The Death of Preschool
December 1, 2011
Don't go selling the hide as long as the bear remains in his hole.
This dramatic title appeared on an article in the latest issue of Scientific American Mind (November/December 2011). It was so provocative that I feared that the article itself would also be way over the top. However, I found that this was a well-reasoned, well-documented case for keeping play as the central focus of the preschool years. Here are some excerpts...
• "Early childhood educators are turning to a method known as direct instruction, which the National Institute for Direct Instruction, an advocacy group, defines as 'teaching that emphasizes well-developed and carefully planned lessons... and clearly defined and prescribed teaching tasks.'"
• "'Scientists are baffled,' says Alison Gopnik, a professor of psychology at University of California-Berkeley. 'The more serious science we do, the more it comes out that very young children are not designed to do focused, goal-directed behavior we think of [as appropriate] for older children, but are to a phenomenal degree very sophisticated about learning from things and people around them.'"

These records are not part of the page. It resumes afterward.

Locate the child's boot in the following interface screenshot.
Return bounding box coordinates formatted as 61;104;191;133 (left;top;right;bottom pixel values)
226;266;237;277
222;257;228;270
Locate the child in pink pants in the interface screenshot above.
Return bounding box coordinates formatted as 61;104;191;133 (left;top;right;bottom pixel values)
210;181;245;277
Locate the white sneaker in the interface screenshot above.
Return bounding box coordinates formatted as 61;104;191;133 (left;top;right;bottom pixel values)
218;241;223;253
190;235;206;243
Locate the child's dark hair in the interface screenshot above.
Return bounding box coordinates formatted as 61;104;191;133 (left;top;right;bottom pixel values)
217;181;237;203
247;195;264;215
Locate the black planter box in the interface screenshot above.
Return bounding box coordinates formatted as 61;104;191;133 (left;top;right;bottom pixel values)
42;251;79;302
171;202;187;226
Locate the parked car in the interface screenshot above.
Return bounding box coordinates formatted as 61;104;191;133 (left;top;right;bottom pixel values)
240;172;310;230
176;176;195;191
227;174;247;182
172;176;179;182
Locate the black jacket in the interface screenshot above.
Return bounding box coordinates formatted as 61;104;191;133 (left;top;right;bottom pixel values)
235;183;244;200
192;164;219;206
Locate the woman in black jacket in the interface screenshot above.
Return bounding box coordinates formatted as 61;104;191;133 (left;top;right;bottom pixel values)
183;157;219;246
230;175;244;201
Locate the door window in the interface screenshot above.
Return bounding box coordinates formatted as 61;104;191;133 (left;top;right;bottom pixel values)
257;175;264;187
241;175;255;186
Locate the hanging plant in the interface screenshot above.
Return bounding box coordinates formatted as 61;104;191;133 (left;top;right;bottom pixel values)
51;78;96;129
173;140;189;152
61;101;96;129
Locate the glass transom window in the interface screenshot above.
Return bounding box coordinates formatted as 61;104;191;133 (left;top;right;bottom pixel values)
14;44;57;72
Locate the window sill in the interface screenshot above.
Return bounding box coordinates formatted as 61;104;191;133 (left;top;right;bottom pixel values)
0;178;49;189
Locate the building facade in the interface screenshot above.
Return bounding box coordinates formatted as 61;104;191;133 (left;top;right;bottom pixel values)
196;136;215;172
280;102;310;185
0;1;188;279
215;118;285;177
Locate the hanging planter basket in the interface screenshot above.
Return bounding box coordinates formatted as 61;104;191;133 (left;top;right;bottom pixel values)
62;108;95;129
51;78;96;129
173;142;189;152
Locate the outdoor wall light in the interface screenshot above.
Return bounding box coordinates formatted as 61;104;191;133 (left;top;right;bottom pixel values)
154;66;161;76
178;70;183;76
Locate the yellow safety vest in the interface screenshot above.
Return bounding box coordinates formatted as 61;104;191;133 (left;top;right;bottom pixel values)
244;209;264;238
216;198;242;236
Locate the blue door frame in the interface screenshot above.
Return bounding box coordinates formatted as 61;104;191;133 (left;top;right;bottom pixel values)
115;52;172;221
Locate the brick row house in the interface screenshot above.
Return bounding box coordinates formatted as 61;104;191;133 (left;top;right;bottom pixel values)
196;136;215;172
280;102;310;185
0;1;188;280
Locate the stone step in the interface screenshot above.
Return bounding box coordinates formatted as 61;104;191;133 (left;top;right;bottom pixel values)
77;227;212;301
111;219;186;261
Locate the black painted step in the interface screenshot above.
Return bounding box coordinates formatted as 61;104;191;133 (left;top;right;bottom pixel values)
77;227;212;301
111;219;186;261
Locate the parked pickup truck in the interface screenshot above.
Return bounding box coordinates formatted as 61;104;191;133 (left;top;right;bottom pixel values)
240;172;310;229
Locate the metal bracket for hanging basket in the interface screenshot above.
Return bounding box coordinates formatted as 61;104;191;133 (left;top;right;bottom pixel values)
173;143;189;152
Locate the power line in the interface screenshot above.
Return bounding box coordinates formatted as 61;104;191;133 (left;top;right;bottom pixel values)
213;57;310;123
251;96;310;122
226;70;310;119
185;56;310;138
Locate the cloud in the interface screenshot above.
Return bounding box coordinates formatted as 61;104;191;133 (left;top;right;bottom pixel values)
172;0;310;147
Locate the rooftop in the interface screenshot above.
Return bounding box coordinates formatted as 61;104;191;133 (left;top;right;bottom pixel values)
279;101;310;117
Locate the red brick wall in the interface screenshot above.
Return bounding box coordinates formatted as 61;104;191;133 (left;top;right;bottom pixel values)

• "Running around in circles, playing with blocks and climbing on a jungle gym may seem like exercise or goofing off to an adult, but several studies have shown that children infer a basic sense of physics through these activities. The possession of fine-motor skills — learned through activities such as drawing and cutting, which coordinate finger movement with visual perception — is one of the strongest predictors of academic success, according to a study by David Grissmer... at the University of Virginia's Center for Advanced Study of Teaching and Learning."